Celle qui n’a jamais été tendre avec le Maroc, le Roi ou le capitalisme, a vécu de longues années en Algérie, du temps où son père était consul à Oran. C’est d’ailleurs lui qui l’initie au socialisme algérien, dès son enfance, en pleine ère Boumediene, et à ses 14 ans, mêlant figure paternelle et guide national, elle participe à l’euphorie politique ambiante.

Après le baccalauréat, la jeune femme rentre au Maroc pour suivre des études supérieures de biologie. Débute alors son militantisme avec l’UNEM (Union nationale des étudiants du Maroc) dans les enceintes des amphis et des campus universitaires. C’est de cette organisation estudiantine, portée jadis par l’intelligentsia de gauche, que naît la Nabila Mounib politicienne, limée aux affrontements de rue avec le pouvoir, aux premières armes dans les slogans communistes soviétiques. Elle est proche à l’époque du mouvement clandestin du 23 mars, qu’elle rejoint officiellement à sa légalisation en 1983 sous l’appellation Organisation de l’action démocratique populaire (OADP), fondée par feu Mohamed Bensaïd Aït Idder, décédé il y a quelques jours.

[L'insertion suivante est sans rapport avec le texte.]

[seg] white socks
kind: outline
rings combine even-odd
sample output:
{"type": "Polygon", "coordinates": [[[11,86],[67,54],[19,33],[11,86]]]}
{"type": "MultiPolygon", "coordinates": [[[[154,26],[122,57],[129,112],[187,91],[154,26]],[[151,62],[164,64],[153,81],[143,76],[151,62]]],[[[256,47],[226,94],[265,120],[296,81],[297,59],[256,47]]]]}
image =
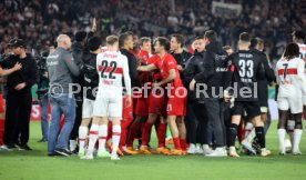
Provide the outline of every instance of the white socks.
{"type": "Polygon", "coordinates": [[[89,128],[88,127],[80,127],[79,128],[79,149],[84,149],[85,148],[85,141],[86,137],[89,133],[89,128]]]}
{"type": "Polygon", "coordinates": [[[120,124],[113,126],[113,136],[112,136],[113,151],[112,151],[112,156],[116,156],[116,150],[118,150],[119,142],[120,142],[120,136],[121,136],[121,126],[120,124]]]}
{"type": "Polygon", "coordinates": [[[108,137],[108,126],[101,124],[99,127],[99,151],[105,151],[106,137],[108,137]]]}
{"type": "Polygon", "coordinates": [[[299,152],[299,142],[300,142],[302,133],[303,133],[302,129],[294,130],[293,153],[300,153],[299,152]]]}
{"type": "Polygon", "coordinates": [[[93,153],[94,144],[98,139],[98,130],[99,130],[99,124],[92,124],[90,128],[90,136],[89,136],[89,148],[88,148],[88,154],[93,153]]]}
{"type": "Polygon", "coordinates": [[[286,148],[285,148],[285,136],[286,136],[286,130],[285,129],[278,129],[278,142],[279,142],[279,152],[285,154],[286,153],[286,148]]]}

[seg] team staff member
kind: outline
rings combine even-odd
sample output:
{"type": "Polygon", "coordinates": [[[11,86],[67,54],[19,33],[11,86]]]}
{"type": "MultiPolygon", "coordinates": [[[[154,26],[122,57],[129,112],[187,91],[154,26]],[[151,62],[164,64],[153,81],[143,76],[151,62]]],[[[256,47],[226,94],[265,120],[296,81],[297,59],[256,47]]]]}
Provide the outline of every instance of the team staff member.
{"type": "MultiPolygon", "coordinates": [[[[205,71],[196,74],[190,83],[190,89],[194,90],[195,83],[205,83],[207,86],[204,103],[207,110],[208,121],[213,124],[215,138],[215,151],[211,157],[226,156],[226,129],[224,124],[223,109],[224,103],[216,97],[220,89],[224,86],[224,76],[226,73],[227,63],[225,61],[226,52],[217,42],[217,34],[213,30],[208,30],[204,34],[205,41],[205,71]],[[214,91],[215,90],[215,91],[214,91]],[[214,96],[215,94],[215,96],[214,96]]],[[[201,97],[202,98],[202,97],[201,97]]]]}
{"type": "Polygon", "coordinates": [[[27,53],[27,46],[22,39],[12,40],[11,46],[14,57],[1,62],[1,67],[12,68],[19,62],[22,69],[8,77],[3,142],[8,148],[14,148],[17,143],[20,150],[31,150],[28,146],[32,109],[31,87],[37,82],[37,62],[27,53]]]}
{"type": "Polygon", "coordinates": [[[49,101],[51,103],[51,123],[48,137],[48,154],[69,157],[68,141],[75,119],[75,99],[69,86],[72,77],[78,77],[80,70],[69,52],[71,40],[67,34],[57,39],[57,50],[47,58],[50,80],[49,101]],[[64,124],[59,133],[60,119],[64,114],[64,124]]]}
{"type": "MultiPolygon", "coordinates": [[[[134,47],[134,41],[133,41],[133,34],[131,32],[124,32],[120,34],[119,37],[119,47],[120,47],[120,52],[124,54],[128,58],[128,63],[129,63],[129,70],[130,70],[130,78],[131,78],[131,86],[133,87],[141,87],[141,82],[139,80],[139,74],[137,74],[137,62],[136,58],[134,54],[131,52],[134,47]]],[[[123,98],[123,104],[126,101],[126,97],[123,98]]],[[[120,144],[119,148],[120,150],[123,150],[123,147],[126,143],[128,134],[129,134],[129,128],[130,124],[133,121],[133,99],[132,99],[132,106],[126,108],[123,107],[123,113],[122,113],[122,121],[121,121],[121,139],[120,139],[120,144]]],[[[131,152],[131,150],[128,150],[131,152]]],[[[126,151],[124,151],[125,154],[131,154],[126,151]]]]}

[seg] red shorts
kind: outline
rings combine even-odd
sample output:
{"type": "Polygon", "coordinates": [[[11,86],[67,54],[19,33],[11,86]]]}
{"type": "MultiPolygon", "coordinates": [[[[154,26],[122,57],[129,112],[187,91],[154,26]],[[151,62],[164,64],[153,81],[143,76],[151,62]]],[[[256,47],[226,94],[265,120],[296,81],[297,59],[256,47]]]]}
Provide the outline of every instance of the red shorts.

Enfin, en 2005, l’OADP fusionne avec d’autres mouvements maoïstes, nasséristes ou trotskystes pour créer le Parti socialiste unifié, dont elle fut capitaine de vaisseau pendant 12 ans.

Un peu soixante-huitarde figée, un peu marxiste-léniniste d’un autre temps, Nabila Mounib s’est fait connaître par des coups d’éclats tonitruants et populistes. Le grand public l’a réellement découverte en 2011, dans des photographies où elle posait avec les mouvements de contestation du 20 février.

Puis commença l’opposition farouche à la tête du PSU, sans logique politique, faisant table rase de tout, elle tire sur tout ce qui bouge. Appels au boycott des élections, rejet de la nouvelle Constitution de 2011, politique de la chaise vide au Parlement, votes systématiques contre les propositions du gouvernement, relais de thèses complotistes dans les médias… la méthode Mounib a finalement relégué son parti dans les oubliettes du 21ème siècle. Car le PSU, en déclin, n’a jamais vraiment pesé dans l’échiquier. Malgré, dirais-je, les idéologies centriste et de gauche nécessaires à toute vie politique et qui ne furent jamais bien régurgités par cette formation. D’un autre âge, où le compromis est une trahison, l’extrémisme une valeur, cette dernière n’a pas su s’adapter au Maroc moderne et aux exigences de la politique d’aujourd’hui. Les années où Nabila Mounib a tenu les rênes du PSU n’y auront rien changé. Elle aurait pu réussir... La vie politique est désormais derrière elle.

À Oujda, ce dérapage verbal sur l’Algérie a fait jaser. Un homme ou une femme politique ne peuvent ainsi donner libre cours à leur élucubration. Les personnalités d’État, rares et précieuses, demeurent même durant leur carrière à l’écart de la cacophonie sociale. Elles fuient les feux du projecteur comme le diable.

Mais, comme dit le dicton: «Chacune des mains d’un politicien ignore ce que serre l’autre».